The Two-Minute Bridge

This is the single most reliable technique for task initiation difficulties. Have the client commit to two minutes of the task. Only two. They set a timer. They have full permission to stop when it goes off.

What usually happens is that once they're two minutes in, the activation energy problem resolves itself. Starting was the hard part, and they already did that. But the permission to stop is what makes starting possible. They're not committing to finishing — they're committing to beginning.

One client used this technique to finally clean out her garage after avoiding it for over a year. Two minutes a day. The first day, she carried one box to the recycling bin. The second day she broke down some cardboard. By the fourth day she was in there for an hour and didn't want to stop. The two-minute commitment was the door. Once she walked through it, momentum did the rest.

Teach this in session by having the client identify a task they've been avoiding. Practice the setup together: name the task, set the timer for two minutes, begin. Debrief what happened. Most clients discover that starting is the entire problem.

Body Doubling

A body double is another person present while your client works. They don't need to help. They don't even need to talk. Their physical presence provides just enough external stimulation and accountability to keep the ADHD brain engaged.

This is why clients can somehow do their taxes at a coffee shop but not at their own desk. It's why a child does homework better at the kitchen table than alone in their room. The mechanism is external regulation — the other person's presence creates a low-level structure that the ADHD brain struggles to generate on its own.

If in-person body doubling isn't available, virtual options work too. Several free platforms offer video body doubling sessions where people work silently alongside each other. Recommend these to clients who work from home and struggle with task initiation in isolation.

Task Chunking

When a task is ambiguous or large, the ADHD brain struggles to find an entry point. Help clients break tasks into the smallest possible first step — something so small it feels almost silly. Not "do taxes" but "open the folder with tax documents." Not "write the report" but "open a blank document and type the title."

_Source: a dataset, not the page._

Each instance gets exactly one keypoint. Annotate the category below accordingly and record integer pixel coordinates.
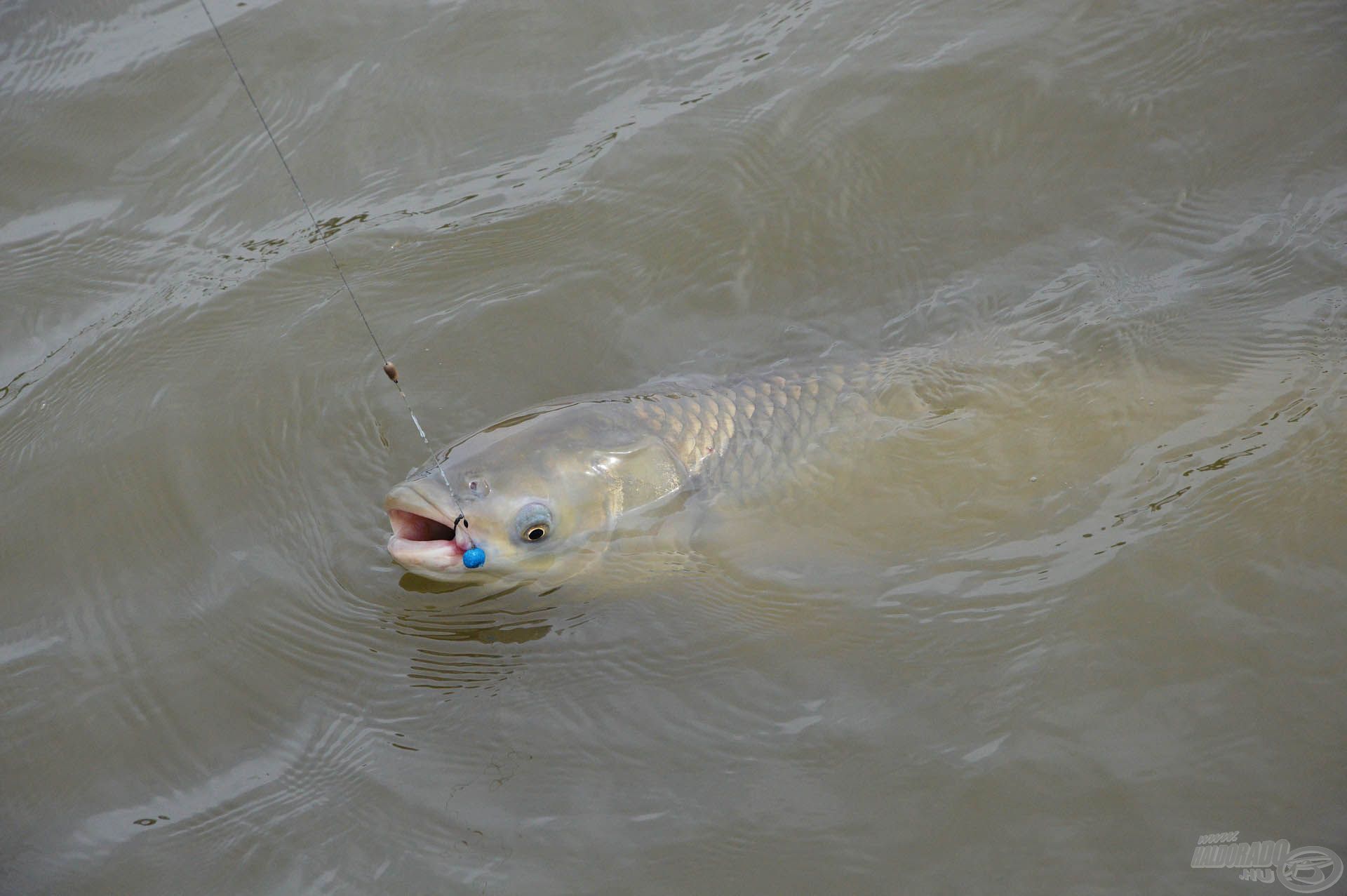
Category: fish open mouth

The goal is to make the first action require almost no decision-making and almost no effort. Once the client is in motion, the next step usually becomes obvious.

In Session

Have the client identify their three most-avoided tasks right now. For each one, work together to define the two-minute version and the smallest possible first step. Write these down. This becomes their homework — not to finish the tasks, but to start them using these techniques and report back on what happened.